Attempted suicide is no crime, group tells judge


Is suicide a mental issue or a crime? This is the question the court is being asked to determine in a case seeking to declare a section of the Penal Code that outlaws attempted suicide as being unconstitutional.

According to Section 226 of the Penal Code, anyone who attempts to kill himself or herself is guilty of a misdemeanor. The punishment is two years in prison, a fine or both.

The Kenya Psychiatrists Association, Kenya National Commission on Human Rights (KNHRC) and Charity Muturi, however, want the court to intervene and have the section expunged from Kenya’s law books.

They argue that the drive for a person to die by suicide or attempt suicide is undiagnosed and untreated mental health conditions as well as mental disability and not a criminal thought.

According to their papers filed before High Court judge Anthony Mrima, they argue that survivors ought to be placed under mental care and not jail. “The petitioners contend that persons who have suicidal thoughts or who attempt suicide require medical support or assistance and not criminalisation or punishment,” said court papers read in part.

They have sued Attorney General Kihara Kariuki and roped in Director of Public Prosecutions Noordin Haji, Cabinet Secretary Mutahi Kagwe, National Council for Persons with Disabilities, and Coalition Action for Preventive Mental Health Kenya as interested parties.

The petitioners also argue criminalising attempted suicide is tantamount to punishing persons with mental conditions. 

“It is the petitioners’ contention that Section 226 of the Penal Code is highly discriminatory against persons with mental health conditions and is tantamount to degrading treatment owing to the reason that prosecutions and convictions are akin to punishing the symptom of mental health condition,” they argue.

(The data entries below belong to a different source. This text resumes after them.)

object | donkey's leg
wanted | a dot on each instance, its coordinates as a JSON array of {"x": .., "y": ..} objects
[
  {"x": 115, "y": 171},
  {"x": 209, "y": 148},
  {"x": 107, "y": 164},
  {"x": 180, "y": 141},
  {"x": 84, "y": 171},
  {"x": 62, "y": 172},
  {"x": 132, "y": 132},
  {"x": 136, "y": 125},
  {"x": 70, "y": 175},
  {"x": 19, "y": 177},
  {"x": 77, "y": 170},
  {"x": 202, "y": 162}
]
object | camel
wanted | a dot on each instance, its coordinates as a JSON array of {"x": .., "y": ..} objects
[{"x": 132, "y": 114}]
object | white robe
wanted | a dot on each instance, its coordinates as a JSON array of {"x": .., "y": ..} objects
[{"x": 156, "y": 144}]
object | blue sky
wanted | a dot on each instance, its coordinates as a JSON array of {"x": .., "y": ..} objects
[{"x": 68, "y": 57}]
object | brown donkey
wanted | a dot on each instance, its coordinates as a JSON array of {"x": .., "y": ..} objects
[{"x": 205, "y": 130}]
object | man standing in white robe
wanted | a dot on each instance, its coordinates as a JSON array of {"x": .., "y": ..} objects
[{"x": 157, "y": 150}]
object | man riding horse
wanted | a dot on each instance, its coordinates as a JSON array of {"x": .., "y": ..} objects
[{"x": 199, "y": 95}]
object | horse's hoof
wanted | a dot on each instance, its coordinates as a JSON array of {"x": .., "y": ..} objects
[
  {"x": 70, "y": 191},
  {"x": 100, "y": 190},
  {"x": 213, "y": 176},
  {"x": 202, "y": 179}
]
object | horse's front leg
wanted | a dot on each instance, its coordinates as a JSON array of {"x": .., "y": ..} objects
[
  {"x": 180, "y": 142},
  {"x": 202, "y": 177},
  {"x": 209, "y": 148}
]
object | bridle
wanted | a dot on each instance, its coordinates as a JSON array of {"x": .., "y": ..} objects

President Uhuru Kenyatta, in his 2019 Madaraka Day address, said the country was facing a mental health crisis.

He directed the Health ministry to implement programmes and policies to address the problem.

Following the directive, the ministry on December 11, 2019, constituted a task force which a year later presented a report titled Mental Health and Wellbeing; Towards Happiness and National Prosperity 2020.

The task force’s recommendation was that Section 226 should be repealed in order to enable persons with depression to seek early treatment and improve the accuracy of data on suicide.

Justice Mrima was told that decriminalising attempted suicide will increase attempts to seek help and reduce stigma.

“Continued criminalisation of attempted suicide exacerbates social stigma thus discouraging persons with mental health conditions from seeking requisite healthcare services,” psychiatrists, KNHRC and Muturi argue.

According to them, the Penal Code section denies persons who have attempted suicide their right to the highest attainable health standards. 

It is alleged1,442 Kenyans were reported to have attempted suicide between 2015 and 2018.